Objective: Currently, there are no large-scale studies that compare differences in case duration of aortic valve replacements (AVRs). The primary objective of this study was to determine associations of hospital facility type, geographic location, case volume per year, and time of day with duration of valve replacement surgery.
Setting: Data from the National Anesthesia Clinical Outcomes Registry.
Participants: National data from university and non-university hospitals.
Interventions: No interventions.
Measurements and main results: All AVRs from the National Anesthesia Clinical Outcomes Registry were identified from 2010 to 2014. Mean case duration for all AVRs was 360.8 ± 95.8 minutes and was presented based on facility type (university hospital, large community hospital, medium-sized community hospital, and other); US geographic region; time of day (cases performed after 5 pm and before 7 am v day shift); and case volume per year.
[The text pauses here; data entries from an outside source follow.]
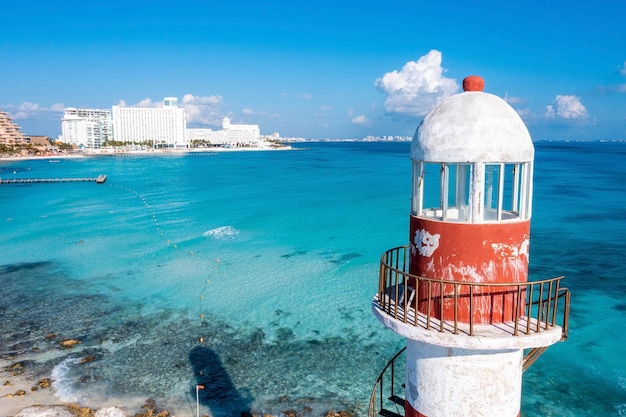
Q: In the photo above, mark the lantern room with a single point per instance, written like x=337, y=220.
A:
x=472, y=161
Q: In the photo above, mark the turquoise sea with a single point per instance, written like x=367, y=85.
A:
x=252, y=273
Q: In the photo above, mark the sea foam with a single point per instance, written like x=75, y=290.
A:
x=61, y=382
x=222, y=233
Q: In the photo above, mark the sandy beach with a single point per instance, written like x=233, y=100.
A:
x=142, y=152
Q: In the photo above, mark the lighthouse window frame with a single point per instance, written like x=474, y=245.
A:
x=443, y=191
x=506, y=192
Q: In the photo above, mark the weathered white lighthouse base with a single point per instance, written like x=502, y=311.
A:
x=454, y=382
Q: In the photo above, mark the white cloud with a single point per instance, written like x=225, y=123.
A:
x=360, y=120
x=513, y=100
x=203, y=109
x=28, y=110
x=148, y=103
x=417, y=87
x=250, y=112
x=566, y=107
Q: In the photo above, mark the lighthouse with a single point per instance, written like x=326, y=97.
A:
x=459, y=292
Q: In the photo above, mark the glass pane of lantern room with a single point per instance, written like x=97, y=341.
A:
x=458, y=192
x=431, y=192
x=511, y=192
x=492, y=192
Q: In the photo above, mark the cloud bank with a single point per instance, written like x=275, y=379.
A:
x=28, y=110
x=415, y=89
x=566, y=107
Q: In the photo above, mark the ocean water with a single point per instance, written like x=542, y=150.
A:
x=251, y=273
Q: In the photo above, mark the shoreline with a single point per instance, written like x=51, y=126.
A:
x=143, y=152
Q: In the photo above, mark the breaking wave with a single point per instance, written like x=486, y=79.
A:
x=61, y=381
x=222, y=233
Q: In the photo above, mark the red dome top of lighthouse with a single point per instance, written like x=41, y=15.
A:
x=472, y=126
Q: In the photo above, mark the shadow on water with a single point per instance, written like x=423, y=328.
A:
x=219, y=393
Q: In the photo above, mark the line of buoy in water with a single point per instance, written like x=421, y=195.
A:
x=100, y=179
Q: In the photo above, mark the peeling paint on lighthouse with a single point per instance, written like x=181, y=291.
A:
x=425, y=243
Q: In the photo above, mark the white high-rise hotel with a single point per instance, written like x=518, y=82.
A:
x=160, y=127
x=86, y=127
x=164, y=127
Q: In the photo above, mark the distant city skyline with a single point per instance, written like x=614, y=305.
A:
x=322, y=70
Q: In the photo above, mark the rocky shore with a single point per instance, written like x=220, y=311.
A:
x=20, y=397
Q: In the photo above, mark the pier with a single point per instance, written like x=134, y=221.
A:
x=100, y=179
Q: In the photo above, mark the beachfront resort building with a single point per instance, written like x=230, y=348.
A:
x=10, y=133
x=163, y=127
x=88, y=128
x=231, y=135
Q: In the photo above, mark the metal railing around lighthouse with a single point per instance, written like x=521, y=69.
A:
x=537, y=306
x=420, y=302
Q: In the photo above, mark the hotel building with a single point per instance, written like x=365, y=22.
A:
x=10, y=132
x=89, y=128
x=161, y=127
x=231, y=135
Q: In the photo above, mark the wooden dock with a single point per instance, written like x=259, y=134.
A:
x=100, y=179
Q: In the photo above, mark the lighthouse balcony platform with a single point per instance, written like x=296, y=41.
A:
x=470, y=315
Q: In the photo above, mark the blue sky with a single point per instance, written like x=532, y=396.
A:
x=322, y=69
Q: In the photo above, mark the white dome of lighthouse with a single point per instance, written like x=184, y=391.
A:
x=472, y=126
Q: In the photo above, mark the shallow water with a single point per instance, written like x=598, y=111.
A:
x=272, y=259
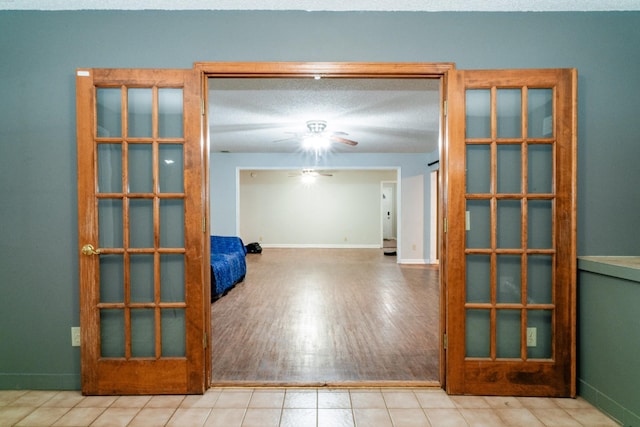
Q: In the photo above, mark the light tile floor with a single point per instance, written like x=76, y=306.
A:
x=294, y=407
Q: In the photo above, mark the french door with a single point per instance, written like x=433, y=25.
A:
x=510, y=232
x=141, y=231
A multivariable linear regression model was built to determine the association of various patient, procedural, and facility characteristics with case duration. University hospitals were associated with increased case duration for AVRs (p < 0.0001).
Conclusions: With this large national database, the authors demonstrated that academic hospitals, time of day of the surgery, US region, and case volume per year for a facility are related to the case duration of AVRs.
Keywords: anesthesia; aortic valve replacement; duration; efficiency; scheduling.